Volatile energy markets and geopolitical uncertainty have exposed the risks of reliance on grid power, prompting businesses across the UK to move from aspiration to implementation. Solar rooftops, battery storage systems, EV charging infrastructure and biomass installations are now used across commercial estates. But new equipment comes with new risks, so it is important for organisations to align their renewable ambitions with effective risk and insurance planning.
These challenges were explored in a recent webinar hosted by Gallagher, where sustainability leaders and insurance specialists discussed the business risks associated with adopting green energy.
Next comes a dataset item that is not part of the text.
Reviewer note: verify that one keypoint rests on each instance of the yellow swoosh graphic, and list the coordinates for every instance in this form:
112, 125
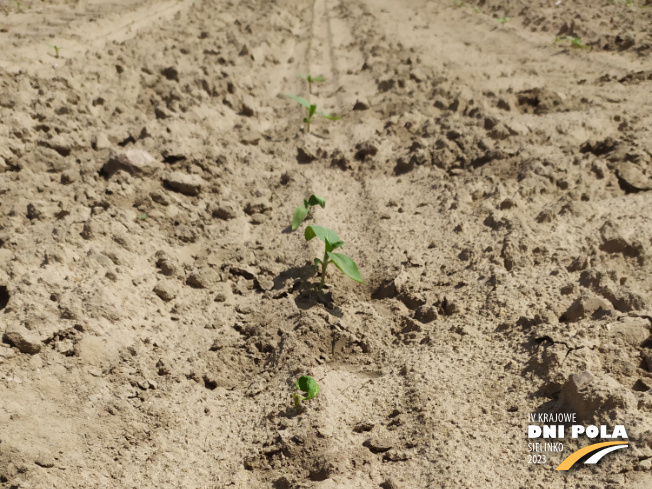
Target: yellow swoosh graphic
574, 457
How insurers view emerging technologies
Historically, insurers have adjusted their approach when new evidence emerges — as seen with materials like asbestos and certain composite panels. Renewable systems are now undergoing a similar period of evaluation, with underwriting views developing as more data and real-world performance insights become available.
A large proportion of solar-related claims arise from associated electrical infrastructure such as wiring, isolators and battery systems.
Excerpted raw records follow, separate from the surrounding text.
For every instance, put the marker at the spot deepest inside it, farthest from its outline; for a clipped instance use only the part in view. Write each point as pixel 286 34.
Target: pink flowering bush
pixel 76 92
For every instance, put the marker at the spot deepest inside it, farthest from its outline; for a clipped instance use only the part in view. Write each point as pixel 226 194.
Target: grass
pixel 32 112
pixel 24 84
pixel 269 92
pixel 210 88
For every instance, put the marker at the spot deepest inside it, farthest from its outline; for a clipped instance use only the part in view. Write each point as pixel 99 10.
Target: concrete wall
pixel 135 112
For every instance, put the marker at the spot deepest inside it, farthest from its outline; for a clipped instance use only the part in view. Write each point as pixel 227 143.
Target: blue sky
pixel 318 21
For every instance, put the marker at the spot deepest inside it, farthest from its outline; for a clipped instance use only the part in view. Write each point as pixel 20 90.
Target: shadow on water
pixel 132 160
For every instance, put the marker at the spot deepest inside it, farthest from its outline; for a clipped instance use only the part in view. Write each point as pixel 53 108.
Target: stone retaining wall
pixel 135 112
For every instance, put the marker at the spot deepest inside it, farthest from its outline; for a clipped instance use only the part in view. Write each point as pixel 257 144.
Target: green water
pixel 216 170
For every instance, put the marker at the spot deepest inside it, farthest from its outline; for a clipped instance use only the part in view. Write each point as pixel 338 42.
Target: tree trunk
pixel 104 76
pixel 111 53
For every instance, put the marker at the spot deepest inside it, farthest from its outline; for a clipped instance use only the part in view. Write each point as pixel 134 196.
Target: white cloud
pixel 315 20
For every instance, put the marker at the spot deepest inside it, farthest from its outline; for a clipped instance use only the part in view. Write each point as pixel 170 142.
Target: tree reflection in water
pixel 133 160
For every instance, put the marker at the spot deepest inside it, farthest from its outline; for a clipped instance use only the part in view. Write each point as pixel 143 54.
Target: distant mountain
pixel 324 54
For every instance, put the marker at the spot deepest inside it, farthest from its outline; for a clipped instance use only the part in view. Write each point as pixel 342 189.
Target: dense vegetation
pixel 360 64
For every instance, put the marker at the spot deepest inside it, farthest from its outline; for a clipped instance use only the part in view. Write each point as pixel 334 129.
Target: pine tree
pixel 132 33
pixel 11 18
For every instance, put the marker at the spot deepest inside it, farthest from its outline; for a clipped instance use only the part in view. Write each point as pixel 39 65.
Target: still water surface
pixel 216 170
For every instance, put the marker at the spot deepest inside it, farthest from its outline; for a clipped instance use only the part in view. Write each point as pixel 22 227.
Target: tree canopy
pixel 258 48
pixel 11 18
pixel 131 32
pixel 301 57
For example, lithium-ion battery storage is subject to scrutiny due to the risk of thermal runaway. Insurers assess:
- Placement and separation from main buildings
- Fire detection and suppression measures
- Environmental controls
- Monitoring and safe‑shutdown capability
Organisations demonstrating a clear understanding of these risks and strong controls tend to secure favourable insurer engagement.
Core risk considerations
Gallagher's renewable energy specialists outlined key factors that support safe and resilient deployment of renewable systems. "Preparation is the key factor in achieving a safe, insurable renewable installation. When the fundamentals are clear, insurers respond far more competitively," states Carl Gurney, director, Renewable Energy at Gallagher.